The infamous leaker of how the National Security Agency has gathered American phone and email data in its relentless pursuit of worldwide terror has provoked outrage in the public and forced Congress to react, while he himself is on the lam in Russia and branded a traitor by many.
The Senate’s civil libertarians, led by Sens. Ron Wyden, D-Ore., and Rand Paul, R-Ky., are trying to build support for a large-scale overhaul of FISA.
Meanwhile, Chambliss and California Democrat Dianne Feinstein, the leaders of the Senate Intelligence Committee, will put forth some tweaks, acknowledging the public’s desire to act but not poking holes in the intelligence apparatus they see as successful.
It likely will be a breeze in committee, though on the floor it will become a test of how much Snowden’s revelations have changed the Senate’s opinion on surveillance. The baseline is a December extension of FISA amendments that provoked a similar debate.
The Chambliss/Feinstein bill, as described by Feinstein in a rare public hearing of the Intelligence Committee last week, would limit who has access to Americans’ phone “metadata” – the record of incoming and outgoing calls.
It also would require analysts to have “reasonable articulable suspicion” that a number is connected to terrorism before accessing the metadata database, and the bill would expressly prohibit listening to the calls without a warrant.
The Wyden bill, meanwhile, would prohibit any warrantless bulk collection of Americans' phone and email records. The government still could seek records for terror suspects, but would not have access to all that metadata.
It would also add an adversarial element to the secretive FISA courts, a “constitutional advocate” to spar with a government attorney before judges who critics claim are too quick to rubber stamp requests.
The Chambliss/Feinstein bill requires the administration to report all phone numbers it searches to the court. Also, statistics on the process would be made public: the number of searches, and the number of leads and warrants that result.
Thursday’s public hearing offered a chance for Chambliss and Feinstein to defend intelligence gatherers. The officials testifying – Director of National Intelligence James Clapper, NSA chief Gen. Keith Alexander and Deputy Attorney General James Cole – claimed the media have misled the public about their programs and said the Snowden revelations had been damaging to national security.

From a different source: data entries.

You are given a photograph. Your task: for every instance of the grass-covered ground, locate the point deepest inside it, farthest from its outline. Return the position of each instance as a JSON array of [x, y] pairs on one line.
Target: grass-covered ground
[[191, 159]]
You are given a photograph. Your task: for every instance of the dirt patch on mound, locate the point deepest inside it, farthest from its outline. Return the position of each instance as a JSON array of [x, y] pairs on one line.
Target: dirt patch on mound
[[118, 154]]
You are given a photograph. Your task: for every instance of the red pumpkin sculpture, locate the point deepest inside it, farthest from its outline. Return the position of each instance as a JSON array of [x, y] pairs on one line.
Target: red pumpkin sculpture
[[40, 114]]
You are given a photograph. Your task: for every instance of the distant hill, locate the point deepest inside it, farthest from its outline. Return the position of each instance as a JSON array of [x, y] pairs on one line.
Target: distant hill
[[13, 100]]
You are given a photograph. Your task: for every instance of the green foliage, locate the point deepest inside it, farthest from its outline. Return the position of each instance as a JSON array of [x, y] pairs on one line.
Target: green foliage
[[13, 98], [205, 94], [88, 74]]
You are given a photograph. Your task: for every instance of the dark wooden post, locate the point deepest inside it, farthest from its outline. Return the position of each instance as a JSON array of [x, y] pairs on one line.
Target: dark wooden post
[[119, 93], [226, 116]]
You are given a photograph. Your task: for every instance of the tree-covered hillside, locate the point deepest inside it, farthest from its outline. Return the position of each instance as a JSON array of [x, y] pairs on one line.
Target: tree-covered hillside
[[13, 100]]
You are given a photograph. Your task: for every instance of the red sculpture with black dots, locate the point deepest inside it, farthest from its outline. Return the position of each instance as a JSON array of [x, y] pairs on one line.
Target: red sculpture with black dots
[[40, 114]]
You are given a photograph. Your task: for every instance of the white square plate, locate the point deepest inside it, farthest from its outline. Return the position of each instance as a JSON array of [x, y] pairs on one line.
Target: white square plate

“I think the American people need to hear more about the damage these leaks, including the inaccurate stories, have caused not only our intelligence collection and ability to identify terrorists before they strike, but as well as vital foreign policy partnerships,” Chambliss said.
Chambliss asked Alexander to explain how phone metadata could have led authorities to one of the Sept. 11, 2001, hijackers.
“In my opinion, if we had that prior to 9/11 we would have known about the plot,” Alexander replied.
Wyden sharply questioned Alexander about whether the NSA has ever collected or planned to collect cell tower data to track Americans’ location. Alexander said NSA is not currently collecting that through its metadata program, but the full answer is classified.
That half-acknowledgement of an answer is another example of Snowden fallout, as secrets are more tenuous. In March, Wyden asked Clapper at an open hearing if the government was collecting any type of data at all on millions of Americans, knowing full well through his own classified briefings what the answer was.
Clapper replied: “No sir. Not wittingly.”
Snowden revealed the lie.
“For some, this has led to a lowering of trust in the intelligence community,” Clapper said Thursday. “And we do understand the concerns of the public.”